I believe the switch is Nintendos time to bring back console games. Over the last 5-10 years an entire generation of coders have been pushing the whole mobile gaming thing. That market is maturing and now those same money people are going to see that turning that Android / Ios game into a full fledged Nintendo console game isn't going to cost a ton more or be laughed off the system by end users. Nintendo I believe was smart to allow Sony and MS to burn cash trying to one up each other in their race to imitate a half decent gaming PC.... neither one of them makes all that much actual profit on any software. Nintendo was wise to step aside and allow them to weaken themselves. WiiU may not have made them a fortune, but it didn't loose them anything... and turning a small profit is better then loosing money which is what MS has always done and until just the last few quarters Sony hadn't made a profit since the PS2.

Switch should be fun... and I expect we will see lots of smaller developers hitting the system. I doubt we see many of the "big house" AAA PC / PS4 / Xbone titles add Switch support... still I expect there will be a ton of third party support for switch.

They could also do the same thing Nvidia was doing before they scrapped their own hardware to build Nintendos... and offer a game streaming service. Nvidia baked a bunch of game streaming codecs into the Tegra chip... I have see the Nvidia service in action... and I gotta say if you have fast stable internet you really could stream PC games on nightmare settings on the shield.


Do you have one? I keep hearing people say it works, on their local network, but the input lag is noticeably bad even on the LAN. Add the Internet ping time to that, and you'll MAYBE be ok playing a single player strategy game and things like that, but not anything competitive that requires speedy reflexes or most action games. One of these sources is a friend who has one (mostly used now for streaming Netflix and other non-interactive apps), and he said it was mostly junk unless you play specific types of games only, and don't mind a disadvantage even in single player modes, and the loss in graphic fidelity on top of that (due to video compression, etc).
 
Do you have one? I keep hearing people say it works, on their local network, but the input lag is noticeably bad even on the LAN. Add the Internet ping time to that, and you'll MAYBE be ok playing a single player strategy game and things like that, but not anything competitive that requires speedy reflexes or most action games. One of these sources is a friend who has one (mostly used now for streaming Netflix and other non-interactive apps), and he said it was mostly junk unless you play specific types of games only, and don't mind a disadvantage even in single player modes, and the loss in graphic fidelity on top of that (due to video compression, etc).

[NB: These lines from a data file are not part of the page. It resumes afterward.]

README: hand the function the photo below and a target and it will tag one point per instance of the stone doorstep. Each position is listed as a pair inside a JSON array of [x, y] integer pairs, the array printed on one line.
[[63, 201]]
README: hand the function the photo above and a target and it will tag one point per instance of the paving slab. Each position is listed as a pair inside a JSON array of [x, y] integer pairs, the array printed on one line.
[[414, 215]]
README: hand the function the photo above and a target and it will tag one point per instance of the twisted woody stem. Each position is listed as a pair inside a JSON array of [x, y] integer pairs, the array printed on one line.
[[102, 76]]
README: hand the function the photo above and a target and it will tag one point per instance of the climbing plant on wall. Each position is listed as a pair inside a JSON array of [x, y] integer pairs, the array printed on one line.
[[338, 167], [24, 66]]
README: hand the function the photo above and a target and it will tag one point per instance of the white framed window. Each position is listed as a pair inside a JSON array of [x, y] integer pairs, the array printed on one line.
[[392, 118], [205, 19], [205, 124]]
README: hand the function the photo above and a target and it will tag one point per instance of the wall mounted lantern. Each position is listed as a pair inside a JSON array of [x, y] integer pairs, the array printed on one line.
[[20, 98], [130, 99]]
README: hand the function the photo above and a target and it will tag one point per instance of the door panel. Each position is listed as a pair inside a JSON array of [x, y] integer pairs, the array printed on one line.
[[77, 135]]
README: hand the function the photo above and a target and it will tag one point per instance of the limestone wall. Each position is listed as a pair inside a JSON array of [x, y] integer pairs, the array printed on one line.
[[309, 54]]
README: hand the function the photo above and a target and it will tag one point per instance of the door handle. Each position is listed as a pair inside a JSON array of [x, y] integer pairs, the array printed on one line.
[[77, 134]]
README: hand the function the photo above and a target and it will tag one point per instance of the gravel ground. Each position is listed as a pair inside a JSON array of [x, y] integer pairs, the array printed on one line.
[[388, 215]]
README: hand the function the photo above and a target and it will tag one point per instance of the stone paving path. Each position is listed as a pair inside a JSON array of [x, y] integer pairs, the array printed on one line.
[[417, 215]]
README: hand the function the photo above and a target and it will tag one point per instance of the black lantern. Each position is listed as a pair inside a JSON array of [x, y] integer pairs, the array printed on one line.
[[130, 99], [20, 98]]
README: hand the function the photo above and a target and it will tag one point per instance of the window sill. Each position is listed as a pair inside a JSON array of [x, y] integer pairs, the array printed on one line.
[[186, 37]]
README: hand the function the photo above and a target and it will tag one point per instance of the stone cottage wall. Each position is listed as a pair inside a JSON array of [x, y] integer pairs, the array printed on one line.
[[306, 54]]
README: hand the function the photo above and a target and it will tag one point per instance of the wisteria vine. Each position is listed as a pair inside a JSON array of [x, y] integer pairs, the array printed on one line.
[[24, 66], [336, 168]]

A cousin of mine has one... I noticed no real lag at all and the games where clearly PC versions with everything cranked, for sure smoother game play then I would of got on those setting out of my admittedly aging PC. :) Having said that he is on fiber and not cheap fiber for any gaming his connection is the best I have ever used. So having said that I won't claim to say it works wonderfully on cable or dsl... still the tech clearly works and has promise.

I tend to think Nintendo isn't going to go the streaming route in NA anyway... I could only imagine it wouldn't be up to par on most people in NAs home networks. Having said that I would be shocked if they didn't launch some type of streaming service in Japan and a handful of other countries where internet service is a few notches better then ours. Still wouldn't be shocked to see a version of it launch in NA with less hype consdiering Nvidia appears to be ending their own plans for Nintendos sake.
 
Does it Mario cart bro? Then yes.

Negative for me. I've dont that now with the Wii and Wii U. Twice is enough for now. I'll see how things shake out over the next 1-2 years. Nintendo won't even put their digital versions of wii u games on sale often or at all. Been tough to find disc copies also.